[lbo-talk] more on ADIA-C

Doug Henwood DHENWOOD at PANIX.COM
Mon Nov 26 19:01:31 PST 2007


[from the WSJ link in the earlier news alert - ADIA is getting convertibles yielding 11%! - what a sweet deal - Jordan, they gonna pay a dividend or buy back stock on 11% money?]

Abu Dhabi Invests $7.5 Billion in Citigroup By ROBIN SIDEL November 26, 2007 9:54 p.m.

Citigroup Inc., seeking to restore investor confidence amid massive losses due in credit markets and a lack of permanent leadership, is receiving a $7.5 billion cash infusion from the investment arm of the Abu Dhabi government, according to people familiar with the situation.

The investment by the Abu Dhabi Investment Authority will help rebuild Citigroup's capital levels, which have been eroded by a credit crunch that began in August. Citigroup Chief Executive Charles Prince resigned earlier this month after the bank, which had already written off billions of dollars, was facing as much as $11 billion more in losses.

As a result of the deal, the investment authority known as ADIA will become one of Citigroup's largest shareholders, with a stake of less than 5%, said the people familiar with the matter. The stake will exceed that of Saudi Prince Alwaleed bin Talal, long known as one of Citigroup's largest shareholders, these people said.

The investment underscores the growing role that Middle Eastern investors are taking outside their home turf. Separately Monday, an investment company owned by Dubai's ruler, Sheikh Mohammed bin Rashid al-Maktoum, bought a stake in Sony Corp. ADIA, which has almost $1 trillion under management, this summer bought a small stake in Apollo Management LP.

In exchange for its investment, ADIA will receive convertible stock in Citigroup yielding 11% annually. The shares are required to be converted into common stock at a conversion price of a maximum $37.24 a share over a period of time between March 2010 and September 2011.

On Monday, shares of Citigroup fell more than 3% to $30.70 in 4 p.m. composite trading on the New York Stock Exchange.

ADIA, which is a client of Citigroup, won't have any governance rights in the bank.

Investors have increasingly expressed concerns about Citigroup's "tier 1" capital levels -- a common measure of a bank's capital adequacy -- which for the first time in years fell below its 7.5% target in the third quarter. Although the bank is still considered to be well-capitalized, investors worried that Citigroup would be forced to cut its dividend.

Citigroup officials repeatedly denied that was the case and said it was taking steps to restore the capital levels by the middle of 2008.

Citi, which is the nation's largest bank, as measured by assets, has been under intense pressure for months. Although it is seeking to reduce costs, more cutbacks are likely in coming months. The bank is at risk of more losses due to the credit-market turmoil, leading to widespread concerns that it and other financial institutions will be forced to curtail lending.

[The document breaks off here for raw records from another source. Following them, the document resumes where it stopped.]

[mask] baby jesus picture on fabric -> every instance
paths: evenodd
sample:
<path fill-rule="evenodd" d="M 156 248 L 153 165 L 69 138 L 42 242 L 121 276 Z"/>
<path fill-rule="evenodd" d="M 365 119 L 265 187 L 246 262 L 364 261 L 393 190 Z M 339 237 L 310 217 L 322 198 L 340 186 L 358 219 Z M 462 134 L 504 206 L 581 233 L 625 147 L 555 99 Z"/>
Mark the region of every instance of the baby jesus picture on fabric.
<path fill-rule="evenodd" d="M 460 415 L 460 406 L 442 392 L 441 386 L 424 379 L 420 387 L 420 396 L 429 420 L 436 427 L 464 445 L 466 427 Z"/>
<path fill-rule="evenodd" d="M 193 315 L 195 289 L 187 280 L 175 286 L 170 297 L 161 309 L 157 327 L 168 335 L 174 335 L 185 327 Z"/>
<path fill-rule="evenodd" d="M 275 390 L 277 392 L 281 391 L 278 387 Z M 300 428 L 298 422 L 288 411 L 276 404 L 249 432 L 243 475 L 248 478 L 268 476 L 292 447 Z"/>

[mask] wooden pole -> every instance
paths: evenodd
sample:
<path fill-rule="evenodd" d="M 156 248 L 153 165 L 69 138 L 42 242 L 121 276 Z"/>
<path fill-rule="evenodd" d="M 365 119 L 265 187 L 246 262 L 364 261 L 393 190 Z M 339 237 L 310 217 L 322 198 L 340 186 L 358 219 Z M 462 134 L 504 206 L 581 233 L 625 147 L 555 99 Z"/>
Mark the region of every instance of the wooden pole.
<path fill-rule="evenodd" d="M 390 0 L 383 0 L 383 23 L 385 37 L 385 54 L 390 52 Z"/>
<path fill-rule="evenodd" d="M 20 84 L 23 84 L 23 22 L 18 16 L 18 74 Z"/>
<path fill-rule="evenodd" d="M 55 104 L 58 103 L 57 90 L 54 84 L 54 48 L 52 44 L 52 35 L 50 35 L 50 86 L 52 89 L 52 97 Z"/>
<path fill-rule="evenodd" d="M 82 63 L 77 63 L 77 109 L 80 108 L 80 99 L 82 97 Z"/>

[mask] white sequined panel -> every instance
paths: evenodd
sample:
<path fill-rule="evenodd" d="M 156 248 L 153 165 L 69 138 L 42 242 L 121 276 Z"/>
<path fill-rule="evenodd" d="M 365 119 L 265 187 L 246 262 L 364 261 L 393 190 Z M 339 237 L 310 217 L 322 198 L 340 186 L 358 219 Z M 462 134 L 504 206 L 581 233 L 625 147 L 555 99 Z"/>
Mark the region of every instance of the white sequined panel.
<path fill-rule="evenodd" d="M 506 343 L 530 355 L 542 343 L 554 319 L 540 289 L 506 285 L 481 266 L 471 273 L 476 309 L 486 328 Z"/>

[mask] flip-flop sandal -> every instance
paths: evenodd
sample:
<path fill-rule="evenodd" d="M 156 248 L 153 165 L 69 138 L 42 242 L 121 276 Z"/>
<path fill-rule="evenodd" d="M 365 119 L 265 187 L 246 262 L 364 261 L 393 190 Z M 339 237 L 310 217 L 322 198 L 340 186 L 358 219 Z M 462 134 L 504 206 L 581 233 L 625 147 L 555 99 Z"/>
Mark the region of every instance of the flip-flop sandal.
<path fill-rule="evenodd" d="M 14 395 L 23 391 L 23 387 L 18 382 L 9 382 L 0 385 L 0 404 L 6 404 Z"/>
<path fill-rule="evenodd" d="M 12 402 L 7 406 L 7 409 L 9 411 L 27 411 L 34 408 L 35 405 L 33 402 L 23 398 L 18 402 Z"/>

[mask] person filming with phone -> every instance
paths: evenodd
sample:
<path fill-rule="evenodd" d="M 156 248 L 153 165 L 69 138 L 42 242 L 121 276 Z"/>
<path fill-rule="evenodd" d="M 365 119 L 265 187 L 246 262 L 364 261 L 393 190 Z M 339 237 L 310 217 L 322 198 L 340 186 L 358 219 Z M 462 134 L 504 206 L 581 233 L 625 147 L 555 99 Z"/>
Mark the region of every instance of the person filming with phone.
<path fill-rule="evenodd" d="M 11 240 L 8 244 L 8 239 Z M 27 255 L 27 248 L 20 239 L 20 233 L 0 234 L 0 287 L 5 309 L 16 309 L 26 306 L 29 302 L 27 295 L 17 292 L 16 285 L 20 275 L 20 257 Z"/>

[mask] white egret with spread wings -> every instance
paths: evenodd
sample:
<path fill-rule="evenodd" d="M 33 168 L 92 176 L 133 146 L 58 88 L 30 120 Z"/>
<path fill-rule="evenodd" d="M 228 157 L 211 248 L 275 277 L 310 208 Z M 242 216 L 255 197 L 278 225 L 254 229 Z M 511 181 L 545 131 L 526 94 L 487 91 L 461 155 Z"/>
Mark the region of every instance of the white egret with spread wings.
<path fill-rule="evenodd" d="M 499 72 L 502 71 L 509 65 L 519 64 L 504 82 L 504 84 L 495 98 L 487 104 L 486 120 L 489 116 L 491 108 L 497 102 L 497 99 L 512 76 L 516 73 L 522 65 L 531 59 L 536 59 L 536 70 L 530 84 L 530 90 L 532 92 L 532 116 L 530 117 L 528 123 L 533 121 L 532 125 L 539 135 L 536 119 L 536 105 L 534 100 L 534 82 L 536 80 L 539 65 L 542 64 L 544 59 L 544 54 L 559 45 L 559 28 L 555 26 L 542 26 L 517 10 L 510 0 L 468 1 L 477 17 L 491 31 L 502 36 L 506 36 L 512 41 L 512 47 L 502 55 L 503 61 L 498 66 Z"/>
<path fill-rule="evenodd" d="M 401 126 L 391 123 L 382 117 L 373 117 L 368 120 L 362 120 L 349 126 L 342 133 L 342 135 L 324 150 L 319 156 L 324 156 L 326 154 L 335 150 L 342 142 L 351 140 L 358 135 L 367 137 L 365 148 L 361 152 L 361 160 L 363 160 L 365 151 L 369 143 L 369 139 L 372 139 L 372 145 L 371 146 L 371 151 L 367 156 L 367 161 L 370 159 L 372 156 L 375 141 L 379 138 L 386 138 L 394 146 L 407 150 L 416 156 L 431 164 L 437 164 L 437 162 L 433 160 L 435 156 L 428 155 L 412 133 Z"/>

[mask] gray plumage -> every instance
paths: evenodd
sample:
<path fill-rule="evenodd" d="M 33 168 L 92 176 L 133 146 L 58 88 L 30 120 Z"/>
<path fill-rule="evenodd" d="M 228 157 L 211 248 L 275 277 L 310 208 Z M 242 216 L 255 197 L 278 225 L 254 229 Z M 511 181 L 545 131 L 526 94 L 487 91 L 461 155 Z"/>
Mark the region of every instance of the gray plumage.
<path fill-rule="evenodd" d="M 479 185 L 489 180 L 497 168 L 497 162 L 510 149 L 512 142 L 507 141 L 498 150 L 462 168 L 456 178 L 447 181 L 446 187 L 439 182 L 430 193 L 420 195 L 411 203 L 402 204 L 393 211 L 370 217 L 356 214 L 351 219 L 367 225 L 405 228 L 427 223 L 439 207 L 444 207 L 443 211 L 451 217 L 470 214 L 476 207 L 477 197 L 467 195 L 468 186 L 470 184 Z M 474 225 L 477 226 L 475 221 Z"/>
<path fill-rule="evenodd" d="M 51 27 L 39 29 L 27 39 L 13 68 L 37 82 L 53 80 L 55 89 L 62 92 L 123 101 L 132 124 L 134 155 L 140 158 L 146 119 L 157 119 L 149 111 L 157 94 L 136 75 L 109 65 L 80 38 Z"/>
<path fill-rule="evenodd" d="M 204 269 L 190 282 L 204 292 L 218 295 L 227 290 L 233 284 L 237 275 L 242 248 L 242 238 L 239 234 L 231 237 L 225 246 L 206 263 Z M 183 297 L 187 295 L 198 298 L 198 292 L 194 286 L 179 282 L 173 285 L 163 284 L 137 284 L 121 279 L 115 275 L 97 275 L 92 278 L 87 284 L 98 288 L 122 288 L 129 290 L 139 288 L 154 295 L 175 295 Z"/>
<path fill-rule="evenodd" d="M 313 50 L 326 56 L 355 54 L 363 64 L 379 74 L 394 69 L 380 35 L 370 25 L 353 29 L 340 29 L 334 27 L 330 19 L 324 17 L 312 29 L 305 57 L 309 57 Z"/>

Furthermore, Citigroup's U.S. consumer business, which includes retail banking and credit cards, is trailing key rivals like Bank of America Corp. and J.P. Morgan Chase & Co.

Citigroup's board of directors is also in the midst of a high-profile search to replace Mr. Prince. Upon Mr. Prince's resignation, the board named senior advisor Robert Rubin as chairman and also appointed Sir Win Bischoff, chairman of Citi's European operations, as interim chief executive.

Investors, meanwhile, have increasingly soured on the bank's performance. Some have called for a break-up of the financial conglomerate that was formed about a decade ago.

Other financial-services companies also have sought out investors to help them through the credit-market turmoil. This summer, Bank of America took a $2 billion equity stake in Countrywide Financial Corp. after the mortgage lender got caught in a funding crisis. In that deal, Bank of America received nonvoting convertible preferred stock of Countrywide yielding 7.25% annually.

Separately, Bear Stearns Cos. Inc and Citic Securities Co., a Chinese investment bank, last month announced a deal in which each will invest about $1 billion in the other.